My third day in Uganda and it’s easy to see why the woman next to me on the plane from Heathrow to Uganda, coming back for her 20th visit, this time to celebrate the medical school graduation of a young man she has been sponsoring before she heads to the north of the country to teach social workers; not to mention Terry, here for his 24th year and who-knows-how-many visits; Michael, back for trip number 7; Melissa, contemplating her umteenth return visit this summer; and so many more have fallen in love with the country. Uganda’s sumptuous physical beauty-mists settling into the low valleys, the riot of tropical color from the red earth up through the purple-spangled treetops, with tiny jewels flitting between-is part of it, of course. The palpable energy on the streets-shops everywhere, selling everything-is another. But it’s the people–gracious, entrepreneurial, welcoming, kind–who make this place magnetic and magical.

Yesterday, we finished the final two school video sessions. We used to video the speeches and dances that each school prepared–for months–on distribution days, but as our technology got more complex and took more time to set up, it started to take away from the joy of those days. Michael and Terry came a week early this trip so that they could get that business out of the way, and it seemed to work well. Although they weren’t “official” school visits, I got to learn about two of our Sister Schools-Kirawooza Primary and Mukono Boarding. When our delegation visited Kirawooza last year, the head teacher’s office was under a tree and two classes met in one large open structure. Now they have 7 new classrooms and three unfinished rooms, courtesy of the government’s new emphasis on education.
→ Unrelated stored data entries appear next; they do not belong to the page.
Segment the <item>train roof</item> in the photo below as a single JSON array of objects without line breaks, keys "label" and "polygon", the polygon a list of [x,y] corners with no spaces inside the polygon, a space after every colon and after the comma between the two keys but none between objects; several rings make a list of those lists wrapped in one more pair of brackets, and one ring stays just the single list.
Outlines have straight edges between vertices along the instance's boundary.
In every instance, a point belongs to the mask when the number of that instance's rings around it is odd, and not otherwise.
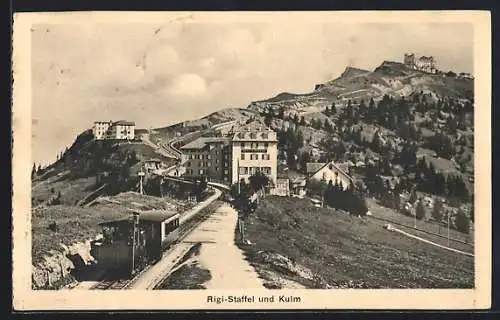
[{"label": "train roof", "polygon": [[[178,216],[179,213],[167,211],[167,210],[148,210],[148,211],[132,211],[139,213],[139,221],[147,221],[147,222],[164,222],[170,218]],[[116,224],[128,223],[130,221],[130,217],[108,220],[99,223],[100,226],[109,226]]]}]

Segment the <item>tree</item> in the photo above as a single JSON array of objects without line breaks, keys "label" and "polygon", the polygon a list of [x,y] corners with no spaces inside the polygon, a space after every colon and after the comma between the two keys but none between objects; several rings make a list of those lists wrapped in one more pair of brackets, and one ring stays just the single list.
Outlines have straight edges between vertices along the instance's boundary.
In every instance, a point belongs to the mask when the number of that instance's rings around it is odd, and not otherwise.
[{"label": "tree", "polygon": [[262,172],[256,172],[249,178],[250,186],[254,191],[262,190],[269,185],[269,177]]},{"label": "tree", "polygon": [[33,163],[33,168],[31,169],[31,179],[36,176],[36,164]]},{"label": "tree", "polygon": [[415,209],[415,215],[418,220],[422,220],[425,218],[425,206],[422,200],[419,200],[417,203],[417,208]]},{"label": "tree", "polygon": [[415,191],[415,189],[413,189],[411,192],[410,192],[410,199],[409,199],[409,202],[411,204],[414,204],[415,201],[417,201],[417,192]]},{"label": "tree", "polygon": [[330,107],[330,115],[333,116],[337,113],[337,108],[335,107],[335,102],[332,102],[332,106]]},{"label": "tree", "polygon": [[304,173],[306,172],[308,162],[311,162],[311,155],[309,154],[309,152],[302,152],[299,158],[299,165],[300,170]]},{"label": "tree", "polygon": [[439,199],[434,201],[434,206],[432,207],[432,217],[437,222],[441,222],[443,219],[443,203]]},{"label": "tree", "polygon": [[278,118],[284,119],[285,118],[285,107],[280,106],[278,110]]},{"label": "tree", "polygon": [[306,119],[304,119],[304,116],[300,117],[300,122],[299,122],[299,124],[300,124],[301,126],[305,126],[305,125],[306,125]]},{"label": "tree", "polygon": [[321,195],[323,196],[326,190],[327,184],[324,181],[319,181],[315,179],[311,179],[307,181],[307,191],[309,195]]},{"label": "tree", "polygon": [[273,121],[273,117],[271,116],[270,113],[267,113],[266,116],[264,117],[264,124],[266,126],[270,127],[272,121]]},{"label": "tree", "polygon": [[470,220],[464,210],[458,210],[457,216],[455,217],[455,225],[457,226],[458,231],[467,234],[469,233]]}]

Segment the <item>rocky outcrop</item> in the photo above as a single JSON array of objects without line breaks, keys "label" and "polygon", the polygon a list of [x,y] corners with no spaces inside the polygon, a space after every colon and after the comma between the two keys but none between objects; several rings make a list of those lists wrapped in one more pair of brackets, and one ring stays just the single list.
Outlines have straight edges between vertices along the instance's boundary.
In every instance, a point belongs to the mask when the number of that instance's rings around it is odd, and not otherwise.
[{"label": "rocky outcrop", "polygon": [[[99,239],[100,236],[96,237]],[[90,253],[91,242],[78,242],[71,246],[61,244],[60,251],[45,256],[44,261],[33,266],[33,289],[60,289],[76,281],[75,276],[95,263]]]}]

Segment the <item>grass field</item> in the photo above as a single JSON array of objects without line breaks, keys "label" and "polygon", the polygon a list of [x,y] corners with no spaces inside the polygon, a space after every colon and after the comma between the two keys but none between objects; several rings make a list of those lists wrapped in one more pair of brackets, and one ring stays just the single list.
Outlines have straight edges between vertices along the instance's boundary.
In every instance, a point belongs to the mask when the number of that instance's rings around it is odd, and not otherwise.
[{"label": "grass field", "polygon": [[246,226],[254,243],[246,249],[248,259],[258,272],[266,266],[252,256],[263,251],[289,257],[334,288],[474,286],[473,258],[389,232],[370,217],[312,207],[305,199],[268,197]]},{"label": "grass field", "polygon": [[34,181],[31,188],[33,204],[37,205],[61,193],[60,202],[64,205],[74,205],[85,198],[95,188],[95,177],[71,180],[68,183],[67,172],[41,181]]},{"label": "grass field", "polygon": [[[413,226],[415,225],[415,219],[413,217],[406,216],[404,214],[401,214],[399,212],[396,212],[392,209],[383,207],[379,205],[375,200],[368,199],[367,205],[369,210],[372,212],[373,216],[386,219],[388,221],[392,221],[398,224],[403,224],[408,226],[409,228],[404,229],[404,231],[408,232],[414,232]],[[430,214],[430,213],[429,213]],[[422,229],[431,233],[437,233],[440,234],[444,237],[447,237],[448,235],[448,228],[446,225],[438,224],[436,222],[427,222],[427,221],[420,221],[417,220],[417,228]],[[457,242],[450,242],[450,246],[452,248],[458,249],[458,250],[464,250],[464,251],[472,251],[474,248],[474,230],[471,229],[470,234],[465,234],[462,232],[459,232],[454,229],[450,229],[450,238],[452,239],[457,239],[462,242],[467,242],[469,243],[468,245],[463,245]],[[434,241],[434,240],[433,240]],[[438,243],[440,244],[446,244],[447,240],[440,238],[437,239]],[[444,242],[444,243],[443,243]]]}]

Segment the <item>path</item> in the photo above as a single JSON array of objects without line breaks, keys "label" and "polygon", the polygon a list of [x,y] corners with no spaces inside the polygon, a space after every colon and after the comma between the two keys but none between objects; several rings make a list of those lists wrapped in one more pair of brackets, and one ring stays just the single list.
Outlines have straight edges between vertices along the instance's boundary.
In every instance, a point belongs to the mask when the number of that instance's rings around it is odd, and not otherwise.
[{"label": "path", "polygon": [[203,284],[207,289],[264,288],[234,242],[237,220],[237,212],[224,204],[183,241],[202,243],[198,259],[211,274],[211,279]]}]

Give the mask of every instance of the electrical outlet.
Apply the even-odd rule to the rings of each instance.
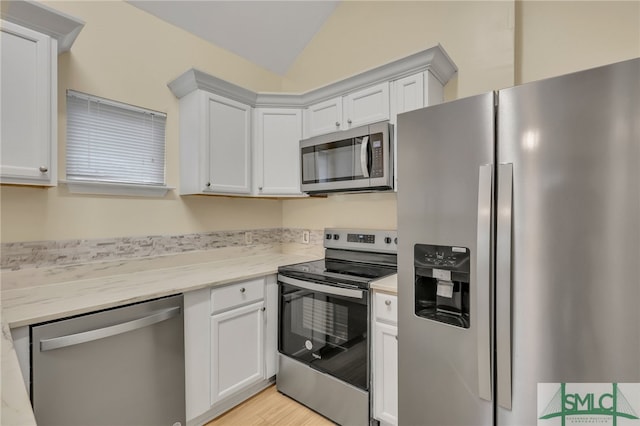
[[[309,244],[309,231],[302,231],[302,244]]]
[[[251,232],[247,231],[244,233],[244,243],[245,244],[251,244],[252,238],[251,238]]]

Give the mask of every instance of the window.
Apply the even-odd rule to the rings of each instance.
[[[141,193],[155,188],[164,195],[169,189],[165,187],[166,120],[161,112],[68,90],[66,183],[70,190],[159,195]]]

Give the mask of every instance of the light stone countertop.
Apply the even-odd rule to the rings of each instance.
[[[398,274],[389,275],[371,284],[373,291],[383,291],[390,294],[398,294]]]
[[[321,257],[275,251],[222,251],[213,256],[200,253],[179,260],[167,256],[160,260],[110,262],[107,266],[58,267],[48,272],[3,271],[0,424],[35,425],[10,328],[275,274],[279,266]],[[65,277],[73,278],[64,281]],[[30,286],[20,286],[18,282],[29,282]]]

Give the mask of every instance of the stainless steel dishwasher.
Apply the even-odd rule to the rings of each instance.
[[[184,425],[182,295],[31,327],[39,426]]]

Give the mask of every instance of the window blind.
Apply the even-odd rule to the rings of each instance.
[[[67,179],[165,183],[164,113],[67,91]]]

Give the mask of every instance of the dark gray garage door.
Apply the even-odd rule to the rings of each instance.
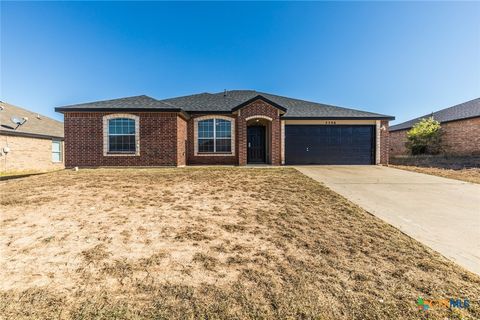
[[[374,164],[374,126],[286,125],[286,164]]]

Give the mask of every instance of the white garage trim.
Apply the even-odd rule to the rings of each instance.
[[[380,120],[375,122],[375,164],[380,164]]]
[[[288,125],[325,125],[325,126],[335,126],[335,125],[370,125],[375,126],[375,143],[374,151],[375,157],[373,163],[380,164],[380,132],[381,132],[381,121],[380,120],[282,120],[281,121],[281,163],[285,164],[285,126]]]
[[[281,162],[285,164],[285,120],[280,122],[280,149],[281,149]]]
[[[359,124],[359,125],[375,125],[375,120],[283,120],[285,121],[286,125],[289,124],[296,124],[296,125],[309,125],[309,124],[316,124],[316,125],[342,125],[342,124]]]

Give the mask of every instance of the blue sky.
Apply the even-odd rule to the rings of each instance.
[[[396,116],[480,96],[480,3],[4,2],[0,100],[255,89]]]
The open structure is their kitchen and Jane, the head teacher, greeted us in her brand-new office. “Before, we were in a dusty place,”Jane said, “and parents weren’t sure what we were doing here.” Now, as the poised and charming young man said in his speech, “tomorrow will be better than today.”

Visited Kampala School for the Physically Handicapped, Mukono Boarding School, and outstanding sponsorship student Martha B at her new school, considered the best in the country, too. More about those later except to say that your support of Sister Schools is clearly evident everywhere we went.